Continuou correndo pelas ruas mais estreitas, iluminadas pelos postes de luzes amareladas, encontrando uma enorme escada para mais casas acima.
Estava prestes a chegar aos primeiros degraus quando o homem conseguiu alcançá-lo, pegando-o pelo pulso.
— Você não vai escapar! — Gritou, possesso, acreditando estar prestes a conseguir o que queria.
Jimin, num reflexo, se virou com o olhar convertido em pura raiva, presenteando a noite e aqueles homens com as orbes tomadas por um tom de amarelo incandescente que deixou o estranho atordoado.
— Já disse para não me tocar! — A voz do Park ecoou um grito furioso, ao que sua mão livre foi usada para empurrar o homem para longe, mas assim que o tocou, acabou por ter uma surpresa.
Diante de si, desde as pontas dos seus dedos, o gelo nasceu e se disseminou pelo peito do estranho, o envolvendo, trazendo pânico à face envelhecida que também foi tomada pela camada branca azulada, como se essa fosse uma praga.
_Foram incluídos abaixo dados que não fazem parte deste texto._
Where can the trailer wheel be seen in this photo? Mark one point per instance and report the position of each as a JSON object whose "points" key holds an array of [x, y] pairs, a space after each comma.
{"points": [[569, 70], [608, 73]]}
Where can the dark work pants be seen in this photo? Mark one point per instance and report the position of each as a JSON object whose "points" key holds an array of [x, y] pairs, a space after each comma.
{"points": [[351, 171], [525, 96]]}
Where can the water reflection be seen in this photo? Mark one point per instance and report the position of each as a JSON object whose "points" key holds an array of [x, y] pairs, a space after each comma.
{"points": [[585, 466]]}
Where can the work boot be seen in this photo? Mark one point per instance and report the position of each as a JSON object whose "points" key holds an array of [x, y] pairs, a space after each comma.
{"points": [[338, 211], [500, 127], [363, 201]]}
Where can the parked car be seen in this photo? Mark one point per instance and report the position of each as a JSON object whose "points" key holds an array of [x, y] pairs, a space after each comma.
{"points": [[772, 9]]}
Assombrado, mas quase que em transe, Jimin o assistiu até que o estranho fosse envolvido por completo e assim aprisionado em uma pedra de gelo.
— Mas que porra é essa? — O homem que sobrou tinha o semblante convertido sob o mais puro horror, logo fitando o Park como se fitasse o Demônio. — O que você fez? O que você é? — A voz estava tomada por medo. Ele deu um passo e outro para trás.
Jimin então viu que não estavam sozinhos e sim sendo assistidos por duas figuras ao longe, uma de um garoto e a outra de uma garota.
— Eu... Eu... Me desculpe... eu... — O ar pareceu faltar em seu peito. Jimin tentou afastar a mão do homem que tinha congelado, mas acabou por ricochetear a ponta dos dedos, fazendo com o que agora era uma estátua de gelo caísse para trás e se desfizesse em vários pedaços.
Jimin abafou um grito alto com as mãos.
O outro homem o encarou como se estivesse de fato vendo uma aberração, se apressando segundos depois em correr para bem longe do garoto.
Jimin não queria, mas seus olhos curiosos vagaram até o chão, encontrando os pedaços do indivíduo que há pouco tentara lhe abusar.
— Eu matei um homem... — Sussurrou, sentindo vontade de vomitar com a imagem que tinha. A visão estava se tornando embaçada.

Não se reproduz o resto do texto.